Retired magistrate Sue Gordon, the first Aboriginal magistrate in WA, told the forum sexual health was almost a taboo subject for Aboriginal people.

The “Walking Together” Aboriginal Sexual Health forum also heard from the WA AIDS Council that rates of HIV in Aboriginal communities were unknown and the disease could spread rapidly if it went unchecked.

Dr Gordon told delegates in Fremantle a stronger message was needed.

“Why shouldn’t we run sexual education classes which are explicit and shocking?” she asked.
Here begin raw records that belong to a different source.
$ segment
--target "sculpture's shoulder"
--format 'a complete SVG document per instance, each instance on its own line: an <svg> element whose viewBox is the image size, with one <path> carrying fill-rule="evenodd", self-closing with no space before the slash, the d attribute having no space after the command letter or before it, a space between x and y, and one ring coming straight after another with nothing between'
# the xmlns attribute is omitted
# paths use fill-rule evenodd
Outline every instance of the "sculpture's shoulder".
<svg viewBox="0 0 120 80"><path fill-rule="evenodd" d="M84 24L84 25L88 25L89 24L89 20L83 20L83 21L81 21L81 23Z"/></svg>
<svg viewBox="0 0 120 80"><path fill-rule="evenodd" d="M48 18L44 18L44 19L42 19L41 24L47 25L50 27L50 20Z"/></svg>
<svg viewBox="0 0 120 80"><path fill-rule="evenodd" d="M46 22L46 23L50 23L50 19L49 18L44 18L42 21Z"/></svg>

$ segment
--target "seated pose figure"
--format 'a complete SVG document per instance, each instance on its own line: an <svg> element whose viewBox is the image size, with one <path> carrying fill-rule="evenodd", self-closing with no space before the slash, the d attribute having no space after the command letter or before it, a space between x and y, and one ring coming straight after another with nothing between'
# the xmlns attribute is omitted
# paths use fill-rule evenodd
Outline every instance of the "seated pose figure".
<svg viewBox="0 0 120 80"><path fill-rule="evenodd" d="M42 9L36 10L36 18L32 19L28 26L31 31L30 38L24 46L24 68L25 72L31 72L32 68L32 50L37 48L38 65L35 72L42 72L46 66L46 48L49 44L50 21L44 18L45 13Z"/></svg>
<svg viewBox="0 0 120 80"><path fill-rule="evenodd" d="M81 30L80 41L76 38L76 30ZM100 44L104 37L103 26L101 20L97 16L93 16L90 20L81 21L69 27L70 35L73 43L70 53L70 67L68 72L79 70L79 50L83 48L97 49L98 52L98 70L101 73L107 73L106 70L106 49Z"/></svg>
“We do it in some cases with drugs. We did it with cigarettes and the effect of drugs but we’re still pussyfooting around the subject.”

She suggested new ways of conveying the key ideas that people should use condoms to protect against sexually transmissible infections and should never share needles, tattooing equipment and razors.

“Messages such as worst case scenarios from these STIs: you can become infertile, your brain can become affected causing mental illness, or you can become blind if not treated,” Dr Gordon suggested.

“This can be likened to young police officers being shown their first corpse at the morgue.”

Dr Gordon led the Federal Government’s 2007 intervention in Northern Territory Aboriginal communities following allegations of child sexual abuse, and headed an inquiry into domestic violence and sexual abuse across WA Aboriginal communities.

Sexual health taking ‘a back seat’

She said sexual health “took a back seat” when people became drug-afflicted.

That view was supported by the Aboriginal Health Council of WA’s Veronica Walshe, who said intravenous drug use was increasing among Aboriginal people.

“Particularly in the prisons and in a lot of the regional and remote areas, where you have a lot of mining and a lot of money,” she said.

“You’re getting a lot of these harder drugs, which aren’t that expensive any more, coming into communities.”

The influx of methamphetamines had led to an increase in domestic violence, child sexual abuse and sexually transmissible infections.

Higher IV drug use had contributed to hepatitis C rates seven times higher than the state average.

Ms Walshe said the Kimberley, Pilbara and Goldfields were regions with historically endemic STI levels, where people had never been properly treated.

A major problem was encouraging women’s partners to seek help.

She said normalising testing for STI’s during health checks could help.

“Getting them to think about, ‘Well look, while you’re here here at our service we offer testing for STIs for all young people aged between 15 and 35, would you like a test? It’s just a urine test’,” Ms Walshe said.

HIV could be devastating for Indigenous population

WA AIDS Council spokesman Dennis Beros warned HIV could have a devastating impact on Aboriginal people.

He explained while only 32 WA Aboriginal people tested positive for the disease between 2003 and 2013, there was no way of knowing how many had been tested overall because information on Aboriginality was not recorded.

“How are we meant to get a grip on how we are doing without that information?” he asked.

Of the 32, they were equally divided between men and women, 75 per cent were heterosexual, and 56 per cent were from remote and rural regions.

In the rest of the population, about 25 per cent of people with the virus are heterosexual and 17 per cent are female.

Mr Beros believed Aboriginal people were averse to testing.

But he said they were at high risk of contracting HIV because of the high rates of STIs, the fact a higher portion of Aboriginal women had previously become infected, increasing IV drug use and high incarceration levels with no needle exchanges in prisons.

“It’s a big issue that we want to be engaging with now, not when the dam’s coming over the wall,” he said.